By Vidhan K. Goyal (Hong Kong University of Science and Technology), Joshua Madsen (Carlson School of Management, University of Minnesota), and Wei Wang (Smith School of Business, Queen’s University)
Does having a lawyer who has previously interacted with the judge matter for bankruptcy outcomes? While knowledge obtained through past interactions about the judge’s views and preferences could improve the efficiency of court process, lawyer familiarity with the judge could also result in a capture of economic rents, leading to delays due to the difficulties in measuring lawyer efforts. Furthermore, connected lawyers could also exploit their connections to obtain biased outcomes in favor of their clients.
We examine these questions in the context of corporate bankruptcies by assembling a comprehensive dataset that contains detailed biographical information, professional experiences, and past in-court interactions of 162 bankruptcy judges overseeing 650 large Chapter 11 cases from 1996–2013, and 2,426 unique lawyers from 775 law firms representing those cases as debtor’s counsel. Our results show that cases with a lead counsel lawyer connected to the judge spend 16–21% less time in bankruptcy, a 2.6–3.5-month reduction in bankruptcy duration, translating into aggregated savings of $3.2–4.5 billion in professional fees for our sample firms.
Our empirical strategy exploits a setting where lead counsel lawyers are selected by the firm before the bankruptcy is filed and thus the assignment of a judge, minimizing concerns that connected lawyers are endogenously hired. The results are robust to the inclusion of controls for case complexity, industry effects, lawyer’s expertise, law firm quality, and judges’ fixed characteristics. Our specifications therefore ensure that any effect from having a connected lawyer is not due to unobserved heterogeneity that is specific to courts, judges, or lawyers.
We further document that the most effective lead counsel connections arise through previous clerkships and in-court interactions with the judge assigned to the case. The effects concentrate in cases with smaller legal teams where connected lawyers presumably have more influence. Having a connected non-lead counsel lawyers’ or connected lawyer representing the unsecured creditors committee only weakly affects case duration.
Lastly, we investigate other bankruptcy outcomes, including the probability of emergence, the bankruptcy refiling rate, operating performance post emergence, the likelihood of a Chapter 7 conversion, and the likelihood of loss of exclusivity extension. We find no evidence that the faster restructurings come at a cost of higher refiling rates or poorer operating performance after emergence. More importantly, there is no evidence that connections lead to judge favoritism or pro-debtor biases.

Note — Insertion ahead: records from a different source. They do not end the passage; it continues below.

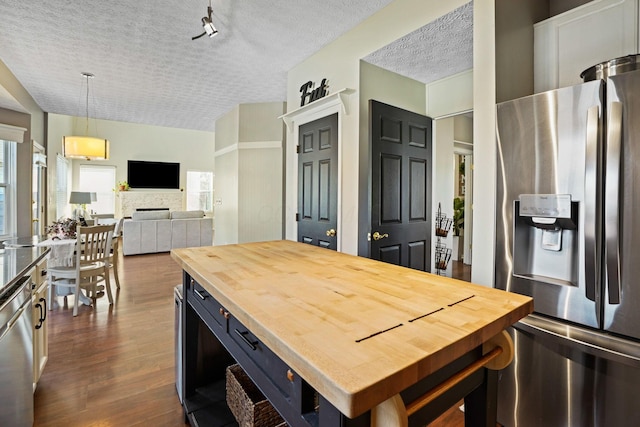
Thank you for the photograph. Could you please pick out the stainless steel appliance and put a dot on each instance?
(178, 300)
(16, 353)
(568, 234)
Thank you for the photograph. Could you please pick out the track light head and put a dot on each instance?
(208, 27)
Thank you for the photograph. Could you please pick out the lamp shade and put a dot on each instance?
(80, 198)
(85, 147)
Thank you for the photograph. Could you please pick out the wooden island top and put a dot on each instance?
(359, 331)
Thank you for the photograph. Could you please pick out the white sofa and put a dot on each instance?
(160, 231)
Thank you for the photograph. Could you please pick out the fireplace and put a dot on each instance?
(128, 202)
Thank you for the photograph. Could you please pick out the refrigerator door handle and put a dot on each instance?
(590, 205)
(612, 192)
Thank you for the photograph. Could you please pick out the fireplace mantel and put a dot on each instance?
(131, 200)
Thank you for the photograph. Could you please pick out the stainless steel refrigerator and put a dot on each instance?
(568, 234)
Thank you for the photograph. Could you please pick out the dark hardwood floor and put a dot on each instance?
(114, 365)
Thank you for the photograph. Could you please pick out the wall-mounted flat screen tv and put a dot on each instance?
(143, 174)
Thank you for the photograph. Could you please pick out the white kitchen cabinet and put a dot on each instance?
(40, 329)
(567, 44)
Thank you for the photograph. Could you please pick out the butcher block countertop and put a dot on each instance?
(359, 331)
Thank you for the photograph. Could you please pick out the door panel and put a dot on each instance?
(622, 235)
(318, 182)
(401, 187)
(544, 143)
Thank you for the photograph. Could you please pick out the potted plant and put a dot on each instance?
(122, 186)
(458, 226)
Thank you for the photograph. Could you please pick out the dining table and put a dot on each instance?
(61, 254)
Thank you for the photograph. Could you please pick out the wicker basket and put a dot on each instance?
(247, 403)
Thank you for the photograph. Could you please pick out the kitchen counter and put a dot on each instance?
(15, 262)
(358, 331)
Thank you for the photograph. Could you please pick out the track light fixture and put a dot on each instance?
(207, 24)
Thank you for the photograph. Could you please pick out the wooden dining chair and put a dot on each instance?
(91, 264)
(115, 248)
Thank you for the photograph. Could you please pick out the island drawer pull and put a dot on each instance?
(243, 335)
(202, 297)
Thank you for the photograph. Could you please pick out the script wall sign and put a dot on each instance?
(309, 94)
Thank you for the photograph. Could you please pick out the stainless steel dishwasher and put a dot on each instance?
(16, 354)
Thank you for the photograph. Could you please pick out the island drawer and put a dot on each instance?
(276, 371)
(204, 301)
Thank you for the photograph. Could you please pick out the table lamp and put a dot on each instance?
(80, 199)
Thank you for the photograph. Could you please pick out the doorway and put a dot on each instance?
(401, 170)
(38, 190)
(317, 215)
(463, 196)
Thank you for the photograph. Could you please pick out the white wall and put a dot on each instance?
(194, 150)
(453, 94)
(249, 174)
(18, 108)
(484, 140)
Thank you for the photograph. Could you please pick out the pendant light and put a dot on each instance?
(86, 147)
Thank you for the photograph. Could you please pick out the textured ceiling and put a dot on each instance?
(439, 49)
(148, 70)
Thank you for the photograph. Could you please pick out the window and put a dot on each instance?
(200, 191)
(100, 180)
(8, 212)
(62, 190)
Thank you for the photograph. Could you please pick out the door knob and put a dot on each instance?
(378, 236)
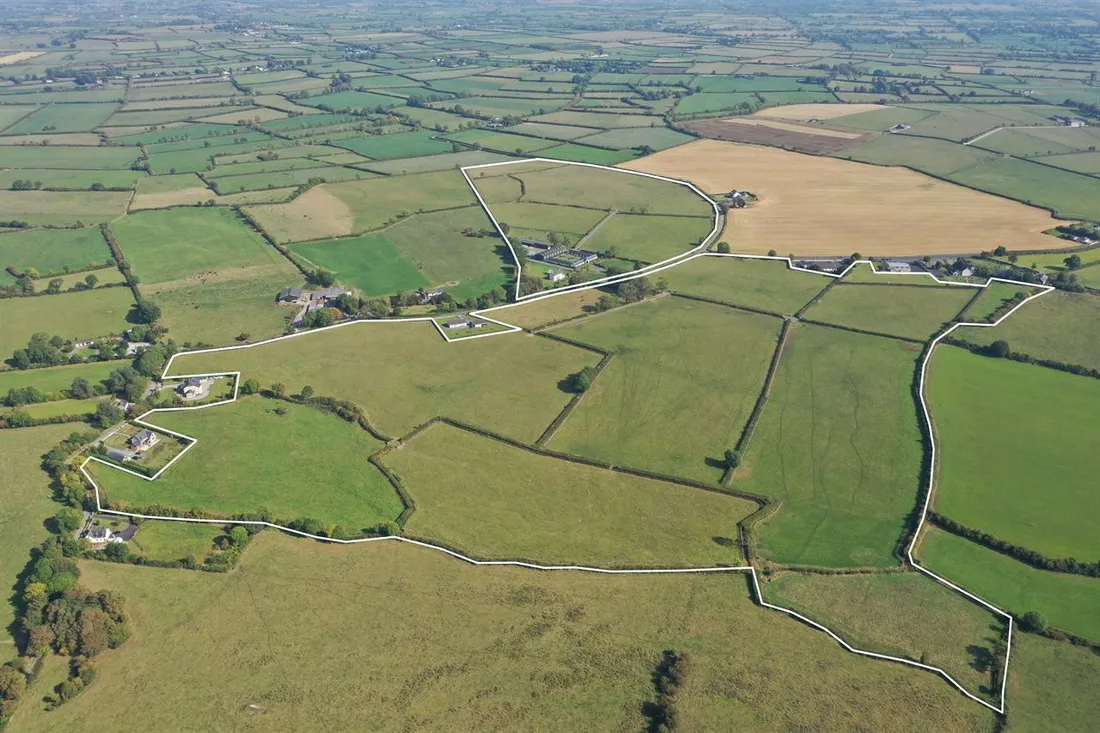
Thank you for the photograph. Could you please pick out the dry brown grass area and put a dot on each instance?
(816, 111)
(315, 215)
(821, 206)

How do connected lawyers accelerate the bankruptcy process? The most likely explanation is connected lawyers’ knowledge of a judge’s preferences. Judges are extremely busy, and must devote enormous effort to keep straight all the facts and legal nuance under consideration. Connected lawyers are plausibly more familiar with the assigned judge’s preferences and expectations as well as the cases, legal precedents, and statutes that the judge will rely on. They can exploit this knowledge to help the “light shine through.” Idiosyncrasies across judges and their preferences imply that lawyers’ experience with other judges may not be as useful as a connection to the assigned judge and that there is likely no one “magic bullet” used by all connected lawyers. That is, lawyers’ knowledge of judges’ preferences are largely non-transferrable. These findings have implications for the design of bankruptcy institutions, where institutions that lead to lawyers’ increased awareness of a judge’s preferences could produce efficiency gains.